The Special of the Day… From the Orange Moon Cafe
"The Director of History"
Throughout human history, weak men known as dictators have sought to exercise power by actions that actually expose their frailty and inadequacy. Because they cannot win hearts and influence minds, tyrants employ the only means at their disposal to execute their will, namely, control
"I have seen the wicked in great power, and spreading himself like a green bay tree. Yet he passed away, and, lo, he was not: yea, I sought him, but he could not be found" (Psalm 37:35-36).
Conversely, the greatest Ruler of all does not require absolute control to fulfill His will. The living and true God "worketh all things after the counsel of His own will" amid the choices of millions of beings who act against His will. "The wicked is snared in the work of his own hands (Ephesians 1:11; Psalm 9:16). Human and fallen angelic beings deny God's Lordship, acting in defiance of the One who made and sustains their very existence. The Lord nevertheless fulfills purposes that shine all the more brightly because He executes His will amid the seeming complication of those who refuse to cooperate. As Joseph told his brothers who had wickedly sold him into slavery, "Ye thought evil against me. But God meant it unto good" (Genesis 50:20).
Consider the greatest example of the truth we consider, the cross of Calvary. Was it the sin of devils and human beings? Absolutely. "The prince of this world cometh… Ye have taken, and by wicked hands have crucified and slain" (John 14:30; Acts 2:23). Was it also the righteousness of God in sending His Son to the cross, fulfilling His eternal purpose and providing redemption to all who will believe? Absolutely, "by the determinate counsel of God." Without determining the wickedness of the cross, which Scripture states He cannot do because of His perfectly moral character, our Heavenly Father nevertheless fulfilled His righteous and redeeming purpose in Christ (II Samuel 22:31; James 1:13; John 3:17).
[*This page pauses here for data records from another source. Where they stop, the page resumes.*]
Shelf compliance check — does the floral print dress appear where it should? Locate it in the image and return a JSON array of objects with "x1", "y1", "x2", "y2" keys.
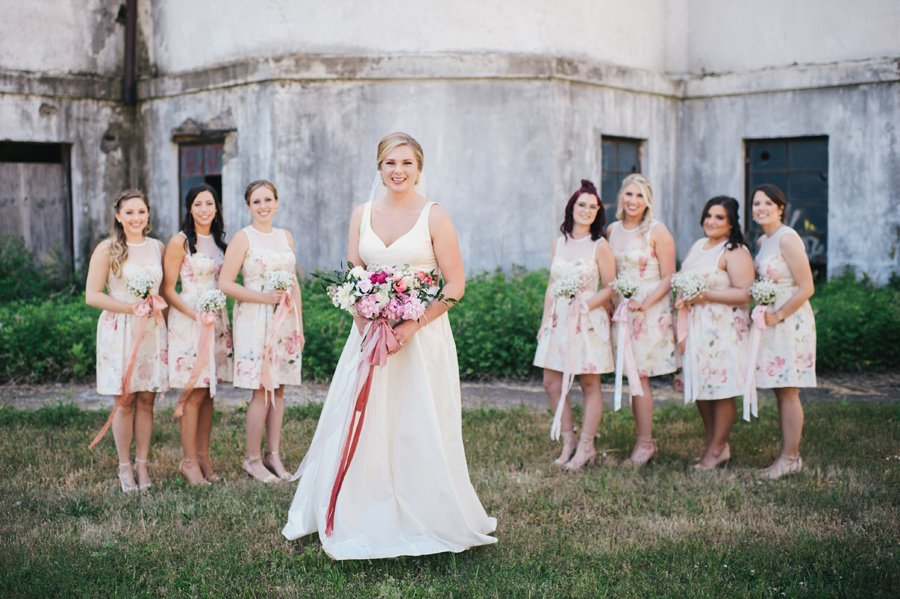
[
  {"x1": 753, "y1": 226, "x2": 816, "y2": 389},
  {"x1": 681, "y1": 237, "x2": 750, "y2": 400},
  {"x1": 169, "y1": 232, "x2": 234, "y2": 389},
  {"x1": 609, "y1": 220, "x2": 679, "y2": 377},
  {"x1": 233, "y1": 227, "x2": 301, "y2": 389},
  {"x1": 534, "y1": 236, "x2": 615, "y2": 374},
  {"x1": 97, "y1": 238, "x2": 168, "y2": 395}
]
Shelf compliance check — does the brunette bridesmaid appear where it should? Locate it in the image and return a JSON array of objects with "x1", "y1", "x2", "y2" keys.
[
  {"x1": 164, "y1": 183, "x2": 232, "y2": 485},
  {"x1": 752, "y1": 184, "x2": 816, "y2": 479},
  {"x1": 85, "y1": 189, "x2": 168, "y2": 493},
  {"x1": 219, "y1": 181, "x2": 305, "y2": 483}
]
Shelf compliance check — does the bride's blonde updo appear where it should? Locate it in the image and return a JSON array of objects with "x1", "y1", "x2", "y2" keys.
[
  {"x1": 616, "y1": 173, "x2": 653, "y2": 233},
  {"x1": 378, "y1": 132, "x2": 425, "y2": 170}
]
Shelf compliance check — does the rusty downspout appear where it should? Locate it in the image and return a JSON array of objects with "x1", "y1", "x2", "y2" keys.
[{"x1": 122, "y1": 0, "x2": 137, "y2": 106}]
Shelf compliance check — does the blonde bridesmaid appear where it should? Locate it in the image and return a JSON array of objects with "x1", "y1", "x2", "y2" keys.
[
  {"x1": 219, "y1": 181, "x2": 305, "y2": 483},
  {"x1": 607, "y1": 173, "x2": 678, "y2": 466},
  {"x1": 681, "y1": 196, "x2": 755, "y2": 470},
  {"x1": 164, "y1": 183, "x2": 233, "y2": 485},
  {"x1": 85, "y1": 189, "x2": 168, "y2": 493},
  {"x1": 751, "y1": 184, "x2": 816, "y2": 479}
]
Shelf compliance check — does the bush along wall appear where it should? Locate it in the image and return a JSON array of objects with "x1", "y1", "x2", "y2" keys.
[{"x1": 0, "y1": 268, "x2": 900, "y2": 383}]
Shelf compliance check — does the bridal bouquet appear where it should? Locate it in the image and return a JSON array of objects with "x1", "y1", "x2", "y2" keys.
[
  {"x1": 672, "y1": 272, "x2": 709, "y2": 302},
  {"x1": 550, "y1": 269, "x2": 587, "y2": 299},
  {"x1": 197, "y1": 289, "x2": 225, "y2": 312},
  {"x1": 263, "y1": 270, "x2": 294, "y2": 291},
  {"x1": 315, "y1": 264, "x2": 453, "y2": 321},
  {"x1": 750, "y1": 277, "x2": 778, "y2": 306},
  {"x1": 125, "y1": 270, "x2": 156, "y2": 299},
  {"x1": 610, "y1": 275, "x2": 641, "y2": 299}
]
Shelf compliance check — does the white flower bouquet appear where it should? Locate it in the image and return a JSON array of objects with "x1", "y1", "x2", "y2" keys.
[
  {"x1": 125, "y1": 270, "x2": 156, "y2": 299},
  {"x1": 197, "y1": 289, "x2": 225, "y2": 312},
  {"x1": 672, "y1": 271, "x2": 709, "y2": 302},
  {"x1": 750, "y1": 277, "x2": 778, "y2": 306},
  {"x1": 263, "y1": 270, "x2": 295, "y2": 291},
  {"x1": 315, "y1": 264, "x2": 446, "y2": 321},
  {"x1": 610, "y1": 275, "x2": 641, "y2": 299}
]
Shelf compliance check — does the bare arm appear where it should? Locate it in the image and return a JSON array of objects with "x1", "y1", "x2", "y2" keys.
[
  {"x1": 628, "y1": 223, "x2": 675, "y2": 310},
  {"x1": 162, "y1": 233, "x2": 197, "y2": 318},
  {"x1": 219, "y1": 231, "x2": 284, "y2": 304},
  {"x1": 84, "y1": 241, "x2": 134, "y2": 314},
  {"x1": 766, "y1": 234, "x2": 816, "y2": 325}
]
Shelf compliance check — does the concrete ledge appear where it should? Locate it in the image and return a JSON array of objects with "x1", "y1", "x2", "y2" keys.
[
  {"x1": 684, "y1": 58, "x2": 900, "y2": 100},
  {"x1": 0, "y1": 69, "x2": 122, "y2": 101}
]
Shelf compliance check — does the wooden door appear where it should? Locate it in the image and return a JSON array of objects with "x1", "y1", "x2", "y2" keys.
[{"x1": 0, "y1": 162, "x2": 73, "y2": 273}]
Thereby, God executed His purpose according to His eternal counsel, while at the same time not controlling the wicked hands that unwittingly served His purpose.
We waste not a moment considering how such a seeming enigma operates in terms of eternity working within the confines of space and time. We spend much time in falling to our faces before the One who does not require the dictatorial control of all things to successfully coordinate all things for the glory of the Lord Jesus. Only weak, tawdry, and doomed dictators seek absolute control, sealing their destiny to crash on the rocks of catastrophic failure. The living and true God requires no such intimidation, suppression, and oppression. He does not have to dictate in order to direct all things for the successful fulfillment of His eternal purpose in the Lord Jesus. As the Apostle Paul declared of such wondrous execution, fulfilled amid so much opposition, "O the depth of the riches both of the wisdom and knowledge of God! How unsearchable are His judgments, and His ways past finding out!" (Romans 11:33).
Presently we wonder, "Lord, how do You do this?!" Perhaps in eternity, we will ask, "Lord, how did You do that?!" The answer will likely be the same in both epochs: "You would not understand even if I tried to tell you!" In this life and forevermore, we fall to our faces before the God who can be known, and whose ways can be understood to a degree. Much, however, will eternally remain a mystery, particularly the wonder of how a perfectly righteous God works out His purpose in Christ amid unrighteousness. The weak and pathetic dictators of history stand in stark contrast to the Director of history so glorious in wisdom, power, and involvement that He inevitably, invariably, and inexorably fulfills "the eternal purpose which He purposed in Christ Jesus our Lord" (Ephesians 3:11).
I met a traveller from an antique land, who said,
Two vast and trunkless legs of stone stand in the desert.
Near them, on the sand, half sunk, a shattered visage lies,
whose frown and wrinkled lip, and sneer of cold command
tell that its sculptor well those passions read
which yet survive, stamped on these lifeless things,
the hand that mocked them and the heart that fed.
And on the pedestal these words appear,
My name is Ozymandias, king of kings.
Look on my works and despair!
Nothing beside remains.
Round the decay of that colossal wreck, boundless and bare,
the lone and level sands stretch far away.
("Ozymandias" - Percy Bysshe Shelley)
"Thou art the God that doest wonders!"
(Psalm 77:14)
Weekly Memory Verse
He is the Rock, His work is perfect, for all His ways are judgment, a God of truth and without iniquity, just and right is He.